A team of young black Slam Poets finds its voice in telling hard truths as it competes for the National Championship during the racially-charged summer of 2016.

The documentary follows five African-American, Afro-Hispanic and queer poets in their 20s as they get ready to compete in the National Slam Poetry Festival. It’s harrowing in places, full of perceptive commentary on race, gender, identity and sexual politics in America today. It certainly isn’t easy to hear young black men refer to themselves as ‘hunted’ – and with good cause. The incidents of police brutality and fatal shootings that provide the backdrop to these poets’ journeys are sickening and shameful.

Particularly disturbing is the whitewashing of Black culture, which I had never been made so poignantly aware of before. That said, to give the impression Don’t Be Nice is a dry, worthy piece of propaganda would be wholly unfair.

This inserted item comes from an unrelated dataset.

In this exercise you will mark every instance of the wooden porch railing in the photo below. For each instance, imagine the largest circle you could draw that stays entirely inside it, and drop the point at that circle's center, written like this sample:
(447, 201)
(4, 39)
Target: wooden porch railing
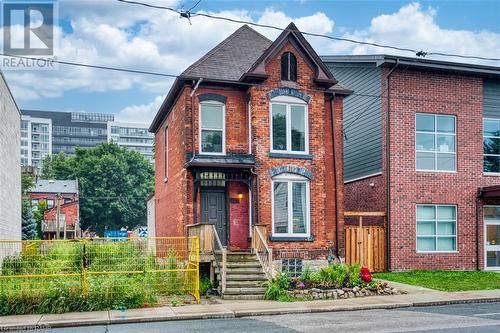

The true strength of this film is the same as can be found in any number of Hollywood blockbusters about the underdogs’ voyage to Nationals (Sister Act and Bring It On being prime examples). These young poets push themselves on a journey of self-discovery through their writing that leaves them permanently changed by one summer. Together they overcome their personal boundaries to write from a place of vulnerability, pain and honesty, producing staggeringly beautiful results.

I liked these people. I was rooting for them. It was also a rare opportunity to attend a poetry writing masterclass that was genuinely brilliant. This documentary is a must for all aspiring poets young or old.